﻿ Zhang Jiping Talks about Group Theory-天津大学数学学院

# Zhang Jiping Talks about Group Theory

2020-09-18 15:48

On the morning of September 18, 2020, Professor Zhang Jiping was invited to the Peiyang Maths Forum to give the first math class for the freshmen of the School of Mathematcs on group theory. Zhang Jiping, a professor of Peking University and academician of Chinese Academy of Sciences.

“The greatest joy of communicating with students is that can learn something from each other.” Professor Zhang’s openning rematks brought him closer to the audience. The temperament of a mathematician often complements the characteristics of his research direction. He hoped that the students can learn about more knowledge beyond group theory under the discussion of group theory.

Zhang Jiping started his lecture with the origin of the Chinese character "群" and its related ancient writings. He said that many people think of mathematics research as a solitary meditation. However, mathematics today can not be defined by old concepts. It needs more people to work together. Unity and teamwork are the spirit of group theory as well as the temeramenrt and style of group theorists.

So what is the strict definition of “group” in mathematics? Zhang Jiping wrote down the equations on blackboard and explained them in detail. A group is a set with an operation, which satisfies the associative law, and has a unit element, each of which has an inverse element. The origin of the concept of “group” is mainly derived from the famous genius mathematician Galois who considered solving questions with the root of an equation in unary higher order algebra. Galois creatively related questions to the groups consisting of all permutations of the root set of the equation .

If G is a finite group and HÌG is a subgroup, then according to Lagrange's theorem, we have |H|||G|. So naturally, the notion of a subgroup is associated with the factors of integers and the quotients of integers induce the so-called quotient groups.

Analogous to prime numbers, there are so-called simple groups. Zhang Jiping emphasized that finding all prime numbers is a very difficult and unsolved problem. However, group theorists have obtained the famous classification theorem of finite simple groups through cooperation. The result was completed by more than 500 group theorists in over 2000 papers between 1954 and 1983. The second simplified version of the theorem is currently progressing well and is expected to be completed in 2023. This is an epoch-making result in honor of Feit and Thompson 60 years later, that is, any odd-order group is a solvable group.

This conclusion was published in the Pacific Journal of Mathematics in 1963, with a total of 255 pages, and was reported by The Times as the greatest mathematical theorem in contemporary times.

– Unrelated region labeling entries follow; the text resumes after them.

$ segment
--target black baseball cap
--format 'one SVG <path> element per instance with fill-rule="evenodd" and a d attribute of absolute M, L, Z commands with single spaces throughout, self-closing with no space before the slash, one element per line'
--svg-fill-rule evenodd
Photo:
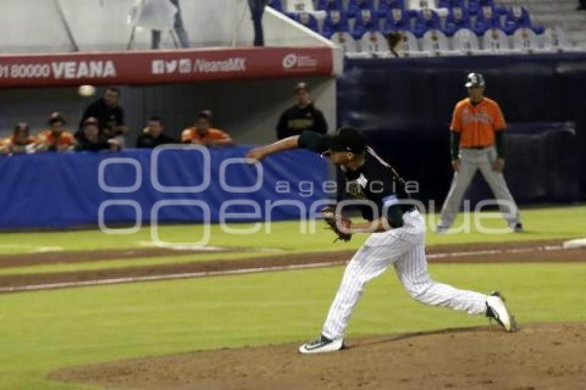
<path fill-rule="evenodd" d="M 304 90 L 307 92 L 310 92 L 310 87 L 307 85 L 307 83 L 305 81 L 301 81 L 301 83 L 297 83 L 295 85 L 295 93 L 299 91 L 299 90 Z"/>
<path fill-rule="evenodd" d="M 48 122 L 50 125 L 55 122 L 61 122 L 63 125 L 67 123 L 67 122 L 65 122 L 65 118 L 63 118 L 63 114 L 59 111 L 52 112 L 51 114 L 49 115 L 49 119 L 47 121 L 47 122 Z"/>
<path fill-rule="evenodd" d="M 85 119 L 83 120 L 83 126 L 85 127 L 85 126 L 90 125 L 99 126 L 100 121 L 98 121 L 98 119 L 95 116 L 88 116 L 88 118 L 85 118 Z"/>
<path fill-rule="evenodd" d="M 341 127 L 330 136 L 327 145 L 326 154 L 330 152 L 362 153 L 366 150 L 366 136 L 354 127 Z"/>
<path fill-rule="evenodd" d="M 466 83 L 464 84 L 467 88 L 472 87 L 484 87 L 486 83 L 484 81 L 484 76 L 481 73 L 469 73 L 466 76 Z"/>

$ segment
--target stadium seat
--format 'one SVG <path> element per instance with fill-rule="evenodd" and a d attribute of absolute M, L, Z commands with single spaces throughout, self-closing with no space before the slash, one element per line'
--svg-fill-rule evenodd
<path fill-rule="evenodd" d="M 477 15 L 483 7 L 492 7 L 499 15 L 507 14 L 507 9 L 496 5 L 494 0 L 468 0 L 468 13 L 470 15 Z"/>
<path fill-rule="evenodd" d="M 389 51 L 389 43 L 379 31 L 367 31 L 360 40 L 360 51 L 371 56 L 385 57 Z"/>
<path fill-rule="evenodd" d="M 421 48 L 430 55 L 440 56 L 454 54 L 449 50 L 447 37 L 440 30 L 430 29 L 423 34 Z"/>
<path fill-rule="evenodd" d="M 307 12 L 299 12 L 296 14 L 290 14 L 291 19 L 299 23 L 310 30 L 312 30 L 316 32 L 319 32 L 319 27 L 317 23 L 317 19 L 312 14 Z"/>
<path fill-rule="evenodd" d="M 428 30 L 440 30 L 441 22 L 437 12 L 431 8 L 423 8 L 417 12 L 417 19 L 413 33 L 418 38 L 421 38 Z"/>
<path fill-rule="evenodd" d="M 387 17 L 391 10 L 395 8 L 405 10 L 403 0 L 378 0 L 378 8 L 376 10 L 378 12 L 378 17 L 384 18 Z"/>
<path fill-rule="evenodd" d="M 312 0 L 286 0 L 287 13 L 292 12 L 313 12 L 314 3 Z"/>
<path fill-rule="evenodd" d="M 491 28 L 486 30 L 483 37 L 483 50 L 495 54 L 512 52 L 507 34 L 500 28 Z"/>
<path fill-rule="evenodd" d="M 543 48 L 550 52 L 579 50 L 570 45 L 565 32 L 559 26 L 545 29 L 543 32 Z"/>
<path fill-rule="evenodd" d="M 330 37 L 330 40 L 342 48 L 344 54 L 350 54 L 349 57 L 359 51 L 356 41 L 348 32 L 334 32 Z"/>
<path fill-rule="evenodd" d="M 417 38 L 411 31 L 401 31 L 403 35 L 403 54 L 405 57 L 418 57 L 427 55 L 419 50 Z"/>
<path fill-rule="evenodd" d="M 483 37 L 487 30 L 491 28 L 503 29 L 501 17 L 494 7 L 485 6 L 482 7 L 476 17 L 476 23 L 472 30 L 478 37 Z"/>
<path fill-rule="evenodd" d="M 514 6 L 507 10 L 503 30 L 507 35 L 512 35 L 518 29 L 532 29 L 536 34 L 543 34 L 544 28 L 540 25 L 533 25 L 529 12 L 523 7 Z"/>
<path fill-rule="evenodd" d="M 454 51 L 463 54 L 478 54 L 483 51 L 480 48 L 478 37 L 474 32 L 468 28 L 461 28 L 452 37 L 452 47 Z"/>
<path fill-rule="evenodd" d="M 439 0 L 438 7 L 440 8 L 453 8 L 454 7 L 465 8 L 466 4 L 464 3 L 464 0 Z"/>
<path fill-rule="evenodd" d="M 472 28 L 468 11 L 461 7 L 450 8 L 442 31 L 447 37 L 452 37 L 461 28 Z"/>
<path fill-rule="evenodd" d="M 549 49 L 543 50 L 539 44 L 539 39 L 535 32 L 530 28 L 521 27 L 513 33 L 513 50 L 525 53 L 549 52 Z"/>
<path fill-rule="evenodd" d="M 374 1 L 373 0 L 350 0 L 348 3 L 348 17 L 358 17 L 362 10 L 374 11 Z"/>
<path fill-rule="evenodd" d="M 372 9 L 362 9 L 356 17 L 352 36 L 355 39 L 361 39 L 367 32 L 379 32 L 378 17 Z"/>
<path fill-rule="evenodd" d="M 385 33 L 390 31 L 411 31 L 411 19 L 405 10 L 393 8 L 387 14 L 383 28 Z"/>
<path fill-rule="evenodd" d="M 327 11 L 321 34 L 328 39 L 336 32 L 350 32 L 350 28 L 346 12 L 339 10 Z"/>
<path fill-rule="evenodd" d="M 344 4 L 342 0 L 319 0 L 317 2 L 317 9 L 321 11 L 329 11 L 330 10 L 344 10 Z"/>
<path fill-rule="evenodd" d="M 268 0 L 267 6 L 279 11 L 279 12 L 283 12 L 283 3 L 281 3 L 281 0 Z"/>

Later, many people and even mathematics master Atiyah tried to simplify the theorem but failed. Although the simplification theorem failed, Atiyah's article left many important mathematical ideas to the younger generation. Professor Zhang told us that the ideas, the simplicity and beauty of the truly great mathematical theorems are worthy of our lifelong efforts to understand, appreciate, and gain inspiration.

Afterwards, Zhang Jiping put forward Thompson's conjecture, sowing the seeds for mathematical savants. Then he shared his views on the Monster Group and offered suggestions for learning abstract algebra. He emphasized that the development of mathematics nowadays is becoming more and more comprehensive. Although Algebra, analysis,and geometry are of unique characteristics of their own，students should not focus on a certain subject with great passion. And Mathematics should be regarded as a whole at the university level. For example, finding the roots of equations is an algebraic problem, solving the roots of a bunch of equations is a geometric problem, and approximating arbitrary functions with polynomials is analytical problem. Zhang drew an analogy between the shaolin Monks' martial arts and the basic mathematical skills training to illustrate the importance of diligence. Students must change their learning attitudes. The poor knowledge foundation cannot become an excuse forslacking off in basic skills training. As we know, there is no natural-born genius.

He said that for a mathematician, there's no better happy than holding a piece of chalk and turning a flash of inspiration into a jumble of mathematical symbols at his fingertips. And the meanwhile, it is only a prelude of mathematics research for the numerous students present here.